In an effort to fill in some gaps in my programming knowledge, I’ve started working through a couple of introductory programming books. Learning Python the Hard Way is especially intriguing because it gives a series of examples for you to type out verbatim.1 Your job is to do so, make sure that the example works correctly, proof the code, and then figure out what it does. The book does have some explanations, but it’s based largely on the idea that you should use reasoning skills and actually figure it out.
For me, this approach has two huge benefits:
- I learn by doing and I learn from concepts. The exercises do a beautiful job of laying problems out conceptually and the “fiddle with it till it works” aspect really helps me get a good grasp of the logic behind the examples.
- Typing in all of the examples by hand provides excellent practice for finding and fixing typos. Especially titchy typos, which are the bane of my existence.

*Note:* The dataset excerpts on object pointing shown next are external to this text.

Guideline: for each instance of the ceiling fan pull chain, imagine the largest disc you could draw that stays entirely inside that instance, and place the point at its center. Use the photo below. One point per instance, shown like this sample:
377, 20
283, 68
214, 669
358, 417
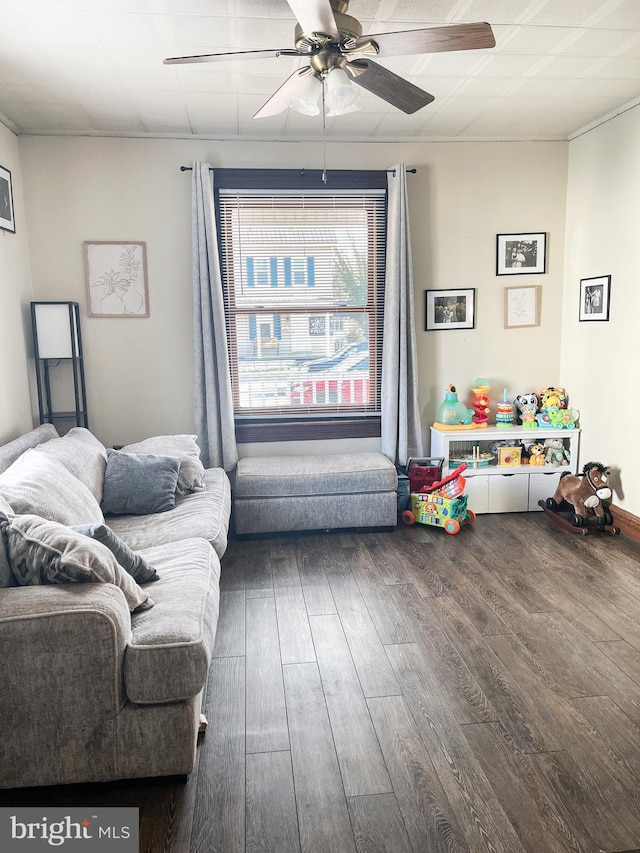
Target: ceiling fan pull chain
324, 141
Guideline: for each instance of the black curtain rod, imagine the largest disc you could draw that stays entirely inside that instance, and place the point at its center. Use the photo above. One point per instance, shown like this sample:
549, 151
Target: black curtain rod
212, 169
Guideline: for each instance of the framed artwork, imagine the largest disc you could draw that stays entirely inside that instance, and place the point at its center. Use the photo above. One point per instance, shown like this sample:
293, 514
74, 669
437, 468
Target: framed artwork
450, 309
522, 306
7, 218
521, 254
594, 298
116, 278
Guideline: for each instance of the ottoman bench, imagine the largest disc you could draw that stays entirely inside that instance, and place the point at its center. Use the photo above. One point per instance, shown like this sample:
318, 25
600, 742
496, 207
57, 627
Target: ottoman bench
275, 494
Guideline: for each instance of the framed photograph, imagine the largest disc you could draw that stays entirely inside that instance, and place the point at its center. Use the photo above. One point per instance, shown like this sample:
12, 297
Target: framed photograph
594, 298
522, 306
7, 218
116, 279
450, 309
521, 254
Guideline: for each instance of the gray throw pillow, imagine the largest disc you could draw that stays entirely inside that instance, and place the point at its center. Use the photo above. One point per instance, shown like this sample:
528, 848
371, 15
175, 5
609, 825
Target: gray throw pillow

Not only is learning to program good for expanding my problem-solving abilities and improving my ability to edit my work, it’s also helping me to look at language in new ways. When I’m drafting, I tend to get an idea and try out several different iterations of it as I write. While I’m generally pretty good at finding and eliminating conceptual redundancy, I tend to get terminology so ingrained in my conceptualization of a problem that I don’t see repetitious word use. One of my impending Python projects is to write a basic textual analysis program to help me identify over-used words.
Planning this project has been eye-opening because I’ve had to re-think how I understand the basic unit of the word. It’s easy enough to get a computer to count total words or instances of words or to sort words by most to least used; those are basic string manipulations. The tricky part comes in when you start trying to make the computer see over-used roots (active, actively, activity, for example).
I haven’t totally figured out how to solve the problem yet (I suspect that regular expressions are going to be playing a large part), but I’m excited by it. Not only will I get a useful tool out of the deal, but I also suspect that building this project will help me to better understand some of the problems and challenges of more elaborate digital textual analysis.